About 318 engineers and managers completed a blind, anonymous survey on 'On-Chip Communications Networks (OCCN), also referred to as an “on-chip networks”, defined as the entire interconnect fabric for an SoC. The on-chip communications network report was done by Sonics Inc. A summary of some of the highlights is as follows.
The average estimated time spent on designing, modifying and/or verifying on-chip communications networks was 28 percent (for the respondents that knew their estimate time).
The two biggest challenges for implementing OCCNs were meeting product specifications and balancing frequency, latency and throughput. Second tier challenges were integrating IP elements/sub-systems and getting timing closure.

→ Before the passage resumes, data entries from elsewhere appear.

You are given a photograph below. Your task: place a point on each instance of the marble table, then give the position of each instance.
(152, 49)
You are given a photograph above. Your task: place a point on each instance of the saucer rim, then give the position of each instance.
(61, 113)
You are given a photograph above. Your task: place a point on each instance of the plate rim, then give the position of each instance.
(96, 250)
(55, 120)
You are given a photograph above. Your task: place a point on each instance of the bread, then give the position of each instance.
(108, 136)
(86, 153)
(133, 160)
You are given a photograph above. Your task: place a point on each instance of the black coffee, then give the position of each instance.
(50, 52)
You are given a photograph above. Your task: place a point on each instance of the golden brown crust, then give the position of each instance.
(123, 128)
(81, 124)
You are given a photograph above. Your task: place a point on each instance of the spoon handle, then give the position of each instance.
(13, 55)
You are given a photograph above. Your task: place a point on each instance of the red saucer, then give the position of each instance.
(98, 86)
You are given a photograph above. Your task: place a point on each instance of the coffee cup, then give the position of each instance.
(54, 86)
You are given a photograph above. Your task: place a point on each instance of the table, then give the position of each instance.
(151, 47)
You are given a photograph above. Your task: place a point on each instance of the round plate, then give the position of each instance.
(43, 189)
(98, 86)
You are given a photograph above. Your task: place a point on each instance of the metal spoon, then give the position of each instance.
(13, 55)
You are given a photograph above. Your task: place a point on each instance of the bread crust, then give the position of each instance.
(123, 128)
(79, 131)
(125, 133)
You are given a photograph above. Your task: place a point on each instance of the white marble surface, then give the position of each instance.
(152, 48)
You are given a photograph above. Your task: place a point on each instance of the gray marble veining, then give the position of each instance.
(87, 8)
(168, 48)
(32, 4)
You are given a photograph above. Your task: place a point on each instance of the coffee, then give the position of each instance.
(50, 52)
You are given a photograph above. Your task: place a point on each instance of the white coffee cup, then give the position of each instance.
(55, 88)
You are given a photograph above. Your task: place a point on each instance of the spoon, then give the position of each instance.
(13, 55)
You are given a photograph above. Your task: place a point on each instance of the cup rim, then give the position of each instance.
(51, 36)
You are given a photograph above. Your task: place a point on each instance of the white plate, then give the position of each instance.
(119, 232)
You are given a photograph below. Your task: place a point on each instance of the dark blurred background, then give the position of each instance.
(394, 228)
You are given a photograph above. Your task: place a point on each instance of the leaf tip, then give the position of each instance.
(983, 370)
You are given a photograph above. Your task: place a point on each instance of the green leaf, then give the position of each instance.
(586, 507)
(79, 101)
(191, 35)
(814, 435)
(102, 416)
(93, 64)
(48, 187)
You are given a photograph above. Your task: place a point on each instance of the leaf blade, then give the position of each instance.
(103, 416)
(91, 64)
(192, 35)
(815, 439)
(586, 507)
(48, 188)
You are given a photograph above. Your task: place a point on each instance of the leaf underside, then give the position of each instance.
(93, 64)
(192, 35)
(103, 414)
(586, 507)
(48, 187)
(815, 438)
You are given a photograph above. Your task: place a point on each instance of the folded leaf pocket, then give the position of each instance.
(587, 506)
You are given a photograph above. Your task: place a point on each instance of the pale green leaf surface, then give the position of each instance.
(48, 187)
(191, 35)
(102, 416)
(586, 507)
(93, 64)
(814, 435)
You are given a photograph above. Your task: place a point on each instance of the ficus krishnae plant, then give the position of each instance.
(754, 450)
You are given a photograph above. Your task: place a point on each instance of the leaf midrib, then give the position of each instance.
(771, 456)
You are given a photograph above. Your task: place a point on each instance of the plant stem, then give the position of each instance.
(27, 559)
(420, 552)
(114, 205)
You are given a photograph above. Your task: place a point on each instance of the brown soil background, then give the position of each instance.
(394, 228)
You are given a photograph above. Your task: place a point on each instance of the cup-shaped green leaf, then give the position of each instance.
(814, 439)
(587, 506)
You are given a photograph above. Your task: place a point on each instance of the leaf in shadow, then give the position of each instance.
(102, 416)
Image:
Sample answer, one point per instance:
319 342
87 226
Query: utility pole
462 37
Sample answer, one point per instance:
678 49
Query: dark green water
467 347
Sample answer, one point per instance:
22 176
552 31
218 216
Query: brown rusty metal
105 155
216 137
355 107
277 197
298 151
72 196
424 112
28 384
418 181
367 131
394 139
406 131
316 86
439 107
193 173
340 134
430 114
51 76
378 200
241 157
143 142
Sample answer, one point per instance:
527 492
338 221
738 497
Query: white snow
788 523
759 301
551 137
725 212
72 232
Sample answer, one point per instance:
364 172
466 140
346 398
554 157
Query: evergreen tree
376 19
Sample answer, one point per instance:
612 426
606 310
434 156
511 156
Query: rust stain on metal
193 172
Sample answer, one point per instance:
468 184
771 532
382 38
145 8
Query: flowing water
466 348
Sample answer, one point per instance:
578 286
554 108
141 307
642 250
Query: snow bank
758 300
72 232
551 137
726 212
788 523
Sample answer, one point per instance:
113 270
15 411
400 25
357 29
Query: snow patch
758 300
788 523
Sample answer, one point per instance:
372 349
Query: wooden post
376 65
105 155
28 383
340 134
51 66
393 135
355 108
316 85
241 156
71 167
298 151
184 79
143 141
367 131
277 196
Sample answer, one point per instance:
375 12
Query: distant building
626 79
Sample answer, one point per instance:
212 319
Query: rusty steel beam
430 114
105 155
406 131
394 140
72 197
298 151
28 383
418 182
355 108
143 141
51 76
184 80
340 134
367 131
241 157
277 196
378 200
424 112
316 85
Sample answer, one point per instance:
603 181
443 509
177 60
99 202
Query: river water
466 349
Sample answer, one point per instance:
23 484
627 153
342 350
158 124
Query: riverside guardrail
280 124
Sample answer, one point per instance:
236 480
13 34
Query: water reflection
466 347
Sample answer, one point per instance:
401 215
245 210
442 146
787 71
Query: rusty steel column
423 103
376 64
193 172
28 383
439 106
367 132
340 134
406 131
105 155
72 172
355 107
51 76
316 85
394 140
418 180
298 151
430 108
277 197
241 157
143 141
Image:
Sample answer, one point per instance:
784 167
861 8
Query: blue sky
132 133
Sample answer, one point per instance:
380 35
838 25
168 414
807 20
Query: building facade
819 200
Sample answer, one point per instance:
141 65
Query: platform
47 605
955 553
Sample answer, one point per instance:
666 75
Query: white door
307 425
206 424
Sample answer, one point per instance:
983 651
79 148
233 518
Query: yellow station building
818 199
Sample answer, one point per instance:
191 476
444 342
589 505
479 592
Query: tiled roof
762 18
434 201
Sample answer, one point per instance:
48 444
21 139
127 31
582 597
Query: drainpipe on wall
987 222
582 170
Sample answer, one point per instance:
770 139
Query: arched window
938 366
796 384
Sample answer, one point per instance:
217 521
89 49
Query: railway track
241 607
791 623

As for 2013 SoC design expectations, a majority of respondents are targeting a core speed of at least 1 GHz for SoCs design starts within the next 12 months, based on those respondents that knew their target core speeds. Forty percent of respondents expect to have 2-5 power domain partitions for their next SoC design.

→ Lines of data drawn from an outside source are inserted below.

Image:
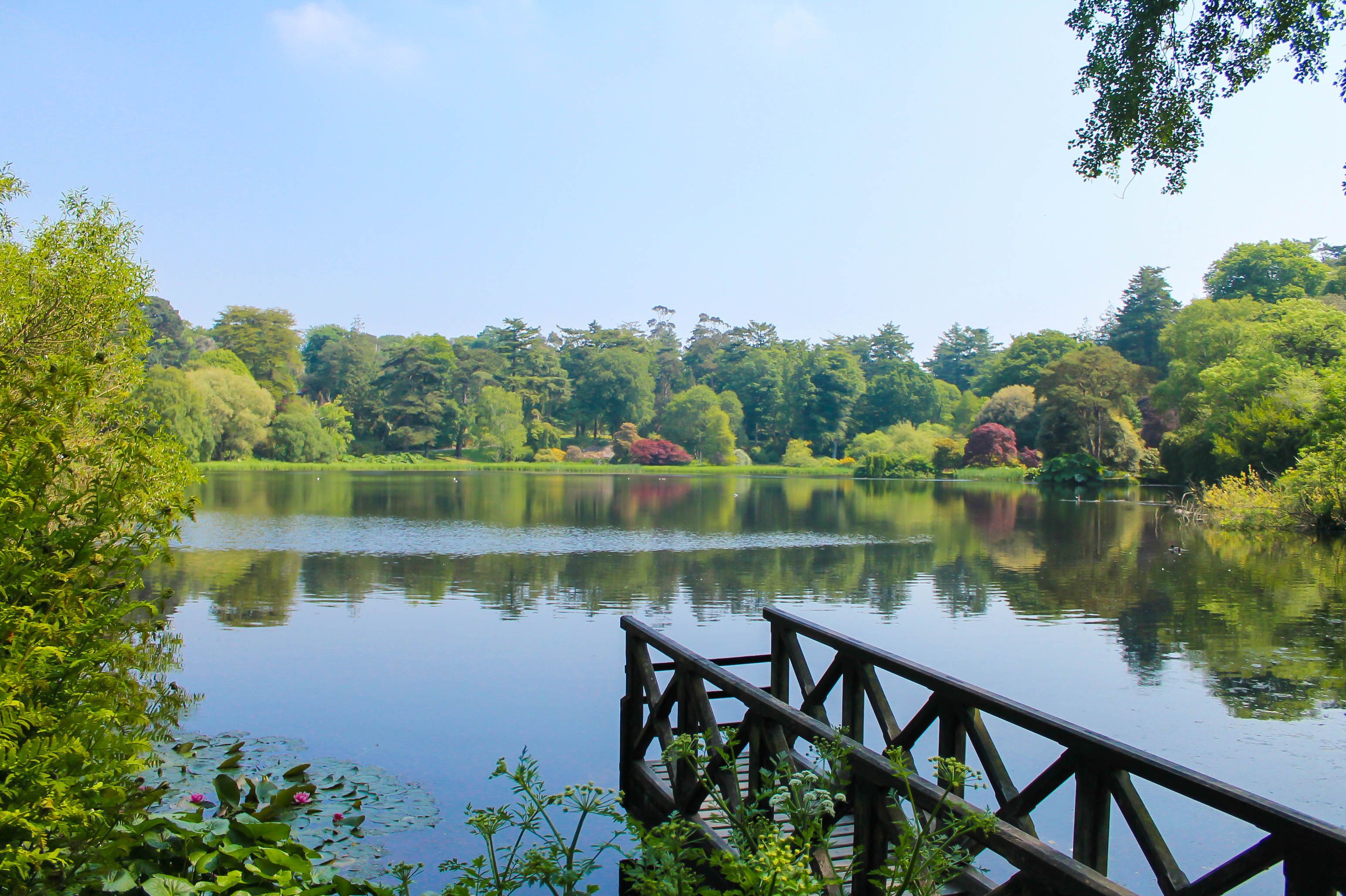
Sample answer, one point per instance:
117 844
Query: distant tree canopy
960 354
1023 361
1274 271
265 341
1147 307
1248 377
1158 68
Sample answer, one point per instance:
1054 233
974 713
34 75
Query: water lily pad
274 770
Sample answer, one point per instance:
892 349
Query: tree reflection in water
1263 615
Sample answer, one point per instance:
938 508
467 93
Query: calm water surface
431 622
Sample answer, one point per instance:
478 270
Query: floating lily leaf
169 886
228 790
118 882
256 769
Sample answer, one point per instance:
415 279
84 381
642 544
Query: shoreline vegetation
969 474
1250 379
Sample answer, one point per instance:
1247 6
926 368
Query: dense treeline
1248 377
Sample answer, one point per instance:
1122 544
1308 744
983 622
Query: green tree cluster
88 497
729 389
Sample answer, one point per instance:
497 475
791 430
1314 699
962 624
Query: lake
432 622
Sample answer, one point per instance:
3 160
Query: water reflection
1262 615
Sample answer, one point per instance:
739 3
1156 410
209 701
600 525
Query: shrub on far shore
799 454
659 452
991 446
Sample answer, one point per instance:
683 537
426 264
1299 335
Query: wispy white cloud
329 33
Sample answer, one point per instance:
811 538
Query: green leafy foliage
1076 468
499 423
347 809
1147 307
960 354
1025 361
1270 271
185 853
89 497
1089 405
298 435
539 840
265 341
932 848
1157 71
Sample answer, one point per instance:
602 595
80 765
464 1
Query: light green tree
499 423
334 419
267 342
718 438
1268 271
687 420
1089 404
181 410
238 407
89 497
799 452
1023 361
298 435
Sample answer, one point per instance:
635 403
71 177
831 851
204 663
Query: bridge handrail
1016 847
1259 812
1262 813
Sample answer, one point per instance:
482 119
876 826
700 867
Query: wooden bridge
684 692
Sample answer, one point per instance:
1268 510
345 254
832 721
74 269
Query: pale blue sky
441 165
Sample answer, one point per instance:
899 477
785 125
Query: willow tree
88 498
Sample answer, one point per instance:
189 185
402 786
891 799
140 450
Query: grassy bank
469 466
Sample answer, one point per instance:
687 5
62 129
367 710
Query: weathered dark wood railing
1313 853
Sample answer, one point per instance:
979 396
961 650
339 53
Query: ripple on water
466 539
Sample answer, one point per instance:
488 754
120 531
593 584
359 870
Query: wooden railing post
632 720
780 665
1094 817
1309 872
683 774
853 703
871 843
953 742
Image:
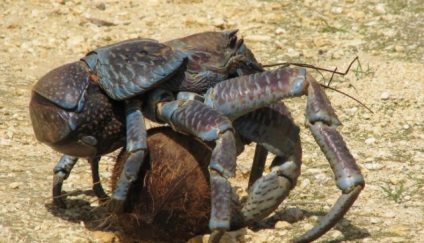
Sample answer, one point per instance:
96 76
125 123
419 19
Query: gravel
387 36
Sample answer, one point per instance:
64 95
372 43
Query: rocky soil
388 144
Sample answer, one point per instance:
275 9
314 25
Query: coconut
170 202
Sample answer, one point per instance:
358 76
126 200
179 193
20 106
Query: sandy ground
387 36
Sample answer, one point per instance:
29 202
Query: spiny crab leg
239 96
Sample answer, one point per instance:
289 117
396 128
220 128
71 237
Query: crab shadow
78 210
349 231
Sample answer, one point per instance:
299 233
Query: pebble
283 225
374 221
370 140
337 10
385 95
258 38
389 214
14 185
399 48
380 8
219 23
294 214
336 234
305 183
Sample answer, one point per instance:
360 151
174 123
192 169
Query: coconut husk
170 202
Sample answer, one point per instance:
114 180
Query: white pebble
370 140
385 95
14 185
380 8
337 10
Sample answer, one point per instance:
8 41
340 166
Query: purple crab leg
274 130
195 118
258 165
61 172
137 147
239 96
97 185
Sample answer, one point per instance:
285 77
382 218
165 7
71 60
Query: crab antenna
286 64
343 93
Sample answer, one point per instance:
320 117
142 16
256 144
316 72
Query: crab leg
137 147
195 118
61 172
274 130
239 96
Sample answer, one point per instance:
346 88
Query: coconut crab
208 85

A variety of topologies are being considered for respondents’ next on-chip communications networks, including NoCs (half), followed by crossbars, multi-layer bus matrices and peripheral interconnects; respondents that knew their plans here, were seriously considering an average of 1.7 different topologies.
Twenty percent of respondents stated they already had a commercial Network-on-Chip (NoC) implemented or plan to implement one in the next 12 months, while over a quarter plan to evaluate a NoC over the next 12 months. A NoC was defined as a configurable network interconnect that packetizes address/data for multicore SoCs.
For respondents who had an opinion when commercial Networks-on-Chip became an important consideration versus internal development when implementing an SoC, 43 percent said they would consider commercial NoCs at 10 or fewer cores; approximately two-thirds said they would consider commercial NoCs at 20 or fewer cores.
The survey participants’ top three criteria for selecting a Network on Chip were: scalability-adaptability, quality of service and system verification, followed by layout friendly, support for power domain partitioning. Half of respondents saw reduced wiring congestion as the primary reason to use virtual channels, followed by increased throughput and meeting system concurrency with limited bandwidth.